Die Beklagte hat dem Kläger die außergerichtlichen Kosten des Rechtsstreites zu erstatten.
Die Revision wird zugelassen.
Tatbestand:
Die Beteiligten streiten um die Anerkennung eines Verkehrsunfalles als Wegeunfall.
Der 1970 geborene Kläger war als Kraftfahrzeugschlosser unter Tage in der der beschäftigt. Am 28. Oktober 1991
nach Ende seiner Mittagsschicht verunglückte der Kläger um 22.30 Uhr auf dem Weg zur Nachttankstelle mit seinem
Personenkraftwagen und zog sich eine Querschnittlähmung zu. Aufgrund der Unfallanzeige vom 11. November 1991
befragte die Beklagte den Sicherheitsingenieur, ein Betriebsratsmitglied und den Obersteiger (Vater des Klägers) zu
dem Unfallereignis. Danach ergab sich, daß dem Kläger während seiner Mittagsschicht am 28. Oktober 1991
mitgeteilt worden war, daß er am nächsten Tag um 6.00 Uhr morgens Frühschicht fahren müsse. Der Kläger habe
deshalb nicht mehr, wie von ihm vorgesehen, am Morgen des 29. Oktobers in seinem Heimatort tanken können. Da
sein Tankanzeiger aber schon seit längerer Zeit auf rot gestanden habe, habe er versucht, noch am gleichen Abend
an der Automatentankstelle in , ca. 2 Km von der Arbeitsstelle entfernt, in Gegenrichtung zu seinem Heimatort, zu
tanken. Da diese nicht funktioniert habe, habe er zur Nachttankstelle nach fahren wollen. Auf dem Wege dorthin habe
er bei auf der Kreisstraße 17 wegen eines Wildtieres bremsen müssen und sei dadurch ins Schleudern geraten.

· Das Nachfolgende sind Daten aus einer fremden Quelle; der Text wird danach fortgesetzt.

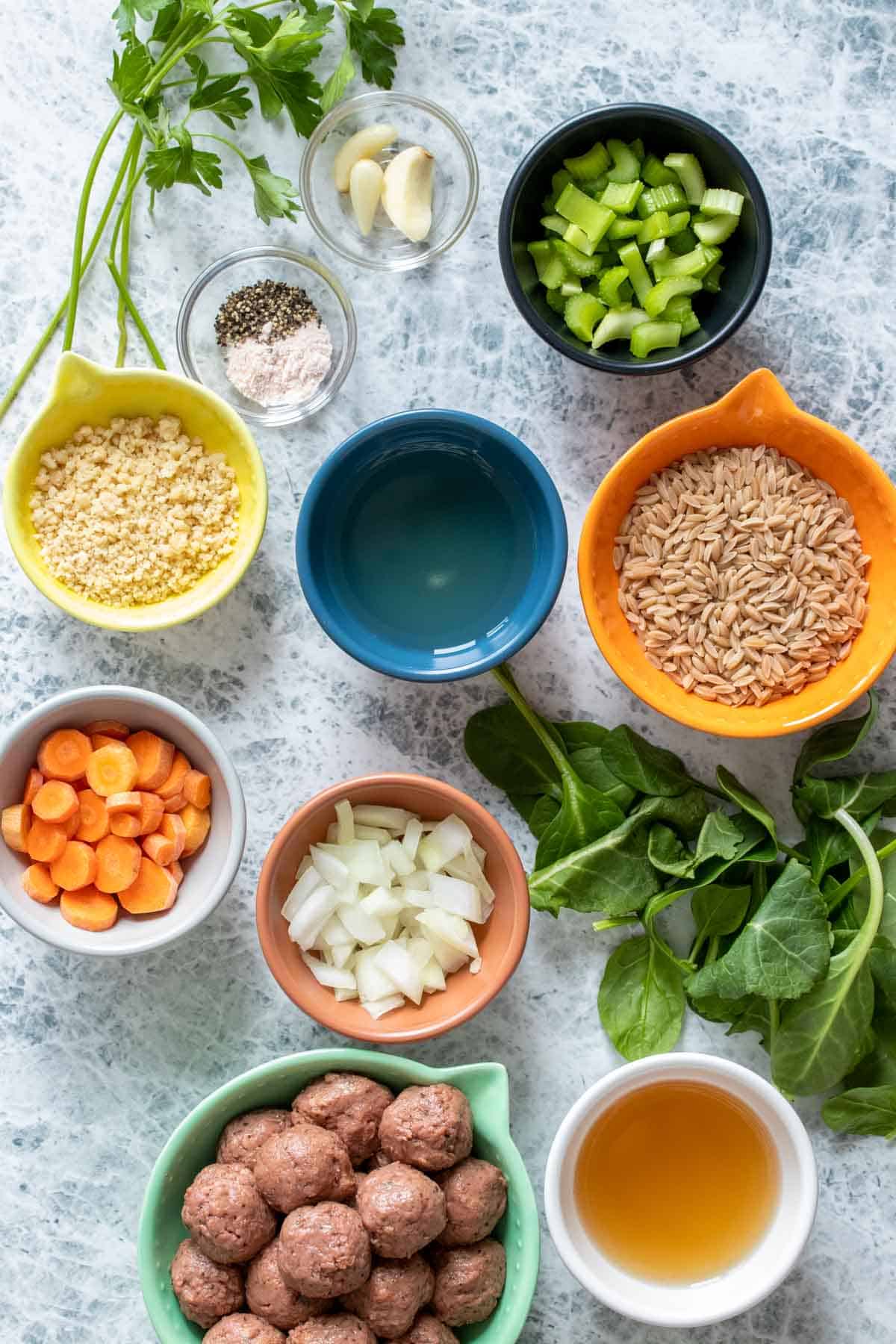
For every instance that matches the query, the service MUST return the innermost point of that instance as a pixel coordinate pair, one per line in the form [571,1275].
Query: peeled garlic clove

Mit Bescheid vom 18. Dezember 1991 lehnte es die Beklagte ab, den Unfall als Arbeitsunfall im Sinne des § 550
Reichsversicherungsordnung (RVO) anzusehen. Das Betanken des privaten Kraftfahrzeuges sei grundsätzlich als
eigenwirtschaftliches Handeln zu werten. Nur wenn unerwartet bei Antritt oder während der Fahrt von oder zum
Arbeitsplatz sich die Notwendigkeit zum Tanken ergebe, könne für einen Umweg zur Tankstelle Versicherungsschutz
anerkannt werden. Diese Voraussetzung läge nicht vor, weil der Kläger schon längere Zeit im roten Bereich der
Tankanzeige gefahren sei. Im übrigen sei auch der Weg zur Nachttankstelle in um ein vielfaches weiter gewesen, als
der Heimweg und der Anweg am nächsten Morgen.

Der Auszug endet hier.